So that explains his purpose in compiling the text as he did. Glad to know that. Somehow I think White should have put that info out there along with his criticism. The impression he gave, at least to me, is that Scrivener was being dishonest in some way.


----------



## Imputatio (Sep 13, 2022)

It blew me away when I first learned what Scrivener was actually trying to accomplish and why, and then comparing that to how some TR folk paint the picture. Another nail in the Confessional Bibliology coffin.

As an aside, I think it’s clear that Erasmus, Stephanus, Beza, the KJV translators, and Scrivener would all fundamentally disagree with the Confessional Bibliology position. 

Back to the thread—sounds like a nice edition!


----------



## Jie-Huli (Sep 13, 2022)

Just to avoid any (no doubt unintentional) insinuation that TBS bases its defence and promotion of the Textus Receptus on misunderstandings (or, worse, misrepresentations) of the textual tradition and the role/status of Scrivener's edition - especially to casual readers of this thread - that is not the case. The article at the below link, including a discussion of the minor variations in the manuscripts underlying the Textus Receptus, and of how Scrivener put together his edition, is enough to show this:

https://www.tbsbibles.org/page/ReceivedText?&hhsearchterms="textus+and+receptus"

The purpose for which Scrivener put his edition together, while of interest, is not really material to the main issue. His task was to work out the underlying Greek text that the King James translators c.250 years before had decided on in putting together their translation, and that was his work product. He was not, of course, "back translating" from the King James English, but rather working through the extant Greek manuscripts in the TR tradition (which the King James translators also had) to work out in detail which readings (in the small number of places where there were minor differences in the TR manuscripts) the translators had viewed as being the correct readings forming the authentic received text. TBS publishes his edition because it is the best one that pulls this together in one place. And irrespective of Scrivener's private views, it is perfectly sound to regard this edition as essentially representing what the King James translators 250 years before had judged (in their scholarship and ecclesiastical authority) to be the authentic Greek text, as close as we could get to the translators having themselves published the agreed received text of the Greek at the same time as publishing the Authorised Version.

I do not mean to start a debate about any of this (which is not the purpose of this thread), but merely to provide a fuller picture of TBS's position (not that I speak on its behalf, but just as a supporter). The TR position is based on multiple grounds, and there are a lot of resources out there for people to weigh the arguments.

Reactions: Like 1 | Informative 1


----------



## PointyHaired Calvinist (Sep 13, 2022)

NM_Presby said:


> I have always felt that TBS's strong repudiation of the NKJV has felt a bit forced and inconsistent. If we could just be a bit more relaxed and open, I think it would go a long way to commending the TR position to many, or at least soothing some of the tension it raises.

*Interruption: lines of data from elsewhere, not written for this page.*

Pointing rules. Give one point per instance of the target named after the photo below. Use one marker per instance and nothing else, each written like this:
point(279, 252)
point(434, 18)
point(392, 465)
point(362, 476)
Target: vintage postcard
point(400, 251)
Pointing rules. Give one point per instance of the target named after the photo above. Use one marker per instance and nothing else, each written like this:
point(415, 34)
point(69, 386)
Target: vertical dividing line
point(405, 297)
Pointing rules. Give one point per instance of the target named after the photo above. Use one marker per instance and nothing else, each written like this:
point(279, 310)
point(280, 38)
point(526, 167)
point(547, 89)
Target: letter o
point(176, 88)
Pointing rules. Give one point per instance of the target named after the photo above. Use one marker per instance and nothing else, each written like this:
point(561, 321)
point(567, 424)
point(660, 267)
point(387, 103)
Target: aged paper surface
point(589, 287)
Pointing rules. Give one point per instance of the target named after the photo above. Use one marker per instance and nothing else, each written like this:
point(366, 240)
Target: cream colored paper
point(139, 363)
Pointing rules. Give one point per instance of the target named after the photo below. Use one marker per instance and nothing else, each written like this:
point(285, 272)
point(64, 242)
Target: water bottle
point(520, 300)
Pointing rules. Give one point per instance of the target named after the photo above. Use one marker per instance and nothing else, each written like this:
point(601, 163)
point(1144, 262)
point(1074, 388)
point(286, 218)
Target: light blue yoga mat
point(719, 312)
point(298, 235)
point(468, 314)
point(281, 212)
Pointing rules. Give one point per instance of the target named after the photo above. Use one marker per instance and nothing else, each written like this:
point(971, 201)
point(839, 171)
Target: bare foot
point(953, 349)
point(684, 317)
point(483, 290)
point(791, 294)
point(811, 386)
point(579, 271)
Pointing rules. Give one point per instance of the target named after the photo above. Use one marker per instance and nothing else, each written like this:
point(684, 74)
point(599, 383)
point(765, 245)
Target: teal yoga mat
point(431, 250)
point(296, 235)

This is why I can’t call TBS anything but a KJVO organization. No, they aren’t opposed to other language translations of the TR (neither was Ruckman, Waite, Cloud, or anyone I know of but maybe Sam Gipp), and they aren’t Ruckmanites, but when you find reasons to hate on all other English translations of the TR, and find NO problems with the KJV, you’re not just TRO anymore.

Reactions: Like 1


----------



## Jie-Huli (Sep 13, 2022)

PointyHaired Calvinist said:


> This is why I can’t call TBS anything but a KJVO organization. No, they aren’t opposed to other language translations of the TR (neither was Ruckman, Waite, Cloud, or anyone I know of but maybe Sam Gipp), and they aren’t Ruckmanites, but when you find reasons to hate on all other English translations of the TR, and find NO problems with the KJV, you’re not just TRO anymore.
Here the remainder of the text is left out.